Photo by Julie Manwarren
What a week it had been! My sister flew in from Indiana. Two of my daughters and their little sons came in for the weekend. My book signing turned out to be a wonderful time of greeting friends from the community and area churches, some closely associated with my late husband, Barry. They came and they stayed, coffee in hand, seizing the opportunity to catch up with old friends and meet new ones. Afterward, the family gathered around my dining room table to sip soup and recount God's blessings as many took our story home with them that day

Photo by Julie Manwarren
On Monday evening, my sister, and I enjoyed our dad's famous chili, and together, watched old slides, once again hearing his navy stories and enjoying poses of us as little girls with very young parents.
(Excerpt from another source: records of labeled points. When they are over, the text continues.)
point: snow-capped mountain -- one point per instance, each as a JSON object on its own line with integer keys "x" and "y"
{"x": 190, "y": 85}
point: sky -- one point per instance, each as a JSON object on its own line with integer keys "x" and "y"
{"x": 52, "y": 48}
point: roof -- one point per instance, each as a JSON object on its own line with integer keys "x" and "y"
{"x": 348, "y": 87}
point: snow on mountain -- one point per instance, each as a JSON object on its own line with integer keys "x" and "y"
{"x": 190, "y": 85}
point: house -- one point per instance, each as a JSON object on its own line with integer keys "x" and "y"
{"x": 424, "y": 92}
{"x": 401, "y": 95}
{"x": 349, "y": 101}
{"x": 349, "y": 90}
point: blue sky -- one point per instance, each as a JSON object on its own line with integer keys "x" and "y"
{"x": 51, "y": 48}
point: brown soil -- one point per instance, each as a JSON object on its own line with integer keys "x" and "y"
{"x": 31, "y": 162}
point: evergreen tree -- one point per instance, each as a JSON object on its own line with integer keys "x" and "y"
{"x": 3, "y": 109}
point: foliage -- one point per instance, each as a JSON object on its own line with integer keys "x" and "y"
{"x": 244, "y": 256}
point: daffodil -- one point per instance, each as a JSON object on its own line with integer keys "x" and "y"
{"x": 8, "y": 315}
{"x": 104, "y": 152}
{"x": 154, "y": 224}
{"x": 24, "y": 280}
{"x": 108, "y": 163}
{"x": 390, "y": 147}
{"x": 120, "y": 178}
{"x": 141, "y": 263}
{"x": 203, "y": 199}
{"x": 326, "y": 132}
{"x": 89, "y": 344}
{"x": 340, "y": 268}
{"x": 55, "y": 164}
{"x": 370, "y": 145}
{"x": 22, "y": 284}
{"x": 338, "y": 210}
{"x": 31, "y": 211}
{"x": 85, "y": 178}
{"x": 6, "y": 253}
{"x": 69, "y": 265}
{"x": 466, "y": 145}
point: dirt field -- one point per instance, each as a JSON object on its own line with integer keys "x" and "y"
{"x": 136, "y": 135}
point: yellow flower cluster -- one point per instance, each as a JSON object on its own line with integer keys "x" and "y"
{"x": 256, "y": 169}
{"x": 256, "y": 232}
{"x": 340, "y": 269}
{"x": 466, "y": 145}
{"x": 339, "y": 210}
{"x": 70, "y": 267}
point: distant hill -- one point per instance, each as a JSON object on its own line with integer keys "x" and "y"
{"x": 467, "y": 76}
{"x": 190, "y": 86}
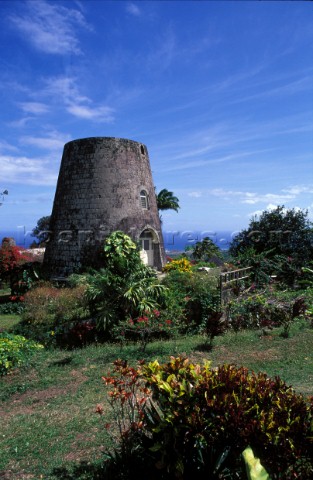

The next couple days we shared meals, raked up leaves (Dad's and mine), and enjoyed just being together until Wednesday evening, when Barb boarded a plane heading west and I led a Bible study on Chapters 11-14 of my book. 

On Thursday, I fulfilled my time in the dentist chair, ran to the Ronald McDonald House to present them with a check (proceeds from the book signing) and a copy of Penned Without Ink for their library . . .  then finally found my chair.


But I don't do let-downs well. 

By Sunday evening, my eyes were "gunky" (as my mother used to say), bloodshot, watery, swollen, and irritated with bags underneath. An uninvited case of conjunctivitis brought my go-go-go pace to a screeching halt. The side effects from the drops reduced me to sitting alone in my living room with the shades drawn, wearing sunglasses, and squinting to try to read blurry texts from my girls. 
Google Images

A let-down, indeed!

But in spite of all this, I wanted to listen . . . to listen to the still, small voice that often whispers truth at times like this. Here's what I hope to take away from this experience:
  • An even greater appreciation for Barry, whose eye issues never left him after the car crash. Again I remembered 2 Corinthians 4:18: "The things that are visible are temporal (brief and fleeting), but the things that are invisible are deathless and everlasting" (AMPC).
  • An increased sensitivity to those who suffer illness alone, who can't drive themselves to pick up what they need, who don't have someone present to talk things through.
  • An awareness that perhaps my life should include a little more down time. It's been a hectic eighteen months since Barry passed away. Maybe I need to make time to finish a quilt, read more, and have friends in more often.
  • A renewed realization of the fragility of life. James 4:13-16 came to mind, especially verse 15: "If the Lord is willing, we shall live and do this or that." All it takes is pink eye or some other where-did-this-come-from ailment. Or rolling fog. Or any number of "unexpecteds," and we again realize God's sovereign control and our human frailty.
  • A sense of comfort, knowing that God regards me with compassion, and nothing - not even my contagious eyes - could separate me from His love and grace (Romans 8:38, 39).
The meds are doing their jobs well. I am much better and oh-so-grateful to be on the other end of this week. 

So, when you're on the downside of a let-down, remember to listen for the whispers from the God who cares about all that happens to us.



  1. I don't have conjunctivitis, but I do have a "thorn in my side" right now. The sciatica is keeping me in a quiet place. I can read for short times, finding beautiful encouragement in "In the Sanctuary of Women" by Jan L. Richardson. So thankful for the Lord's presence in times like these. Praising God even at painful times like this.

    1. Thank you, Vi . . . I guess any number of things can keep us in "a quiet place." Such a good reminder that we always can be grateful for God's presence. I'll be praying for you.

  2. Yes, this is wonderful encouragement, Sarah. Thanksgiving in these times is truly a sacrifice.

  3. Such a true reminder, Sarah. Thank you! In those unexpecteds and quiet moments we often realize most clearly that we are weak, but He is strong.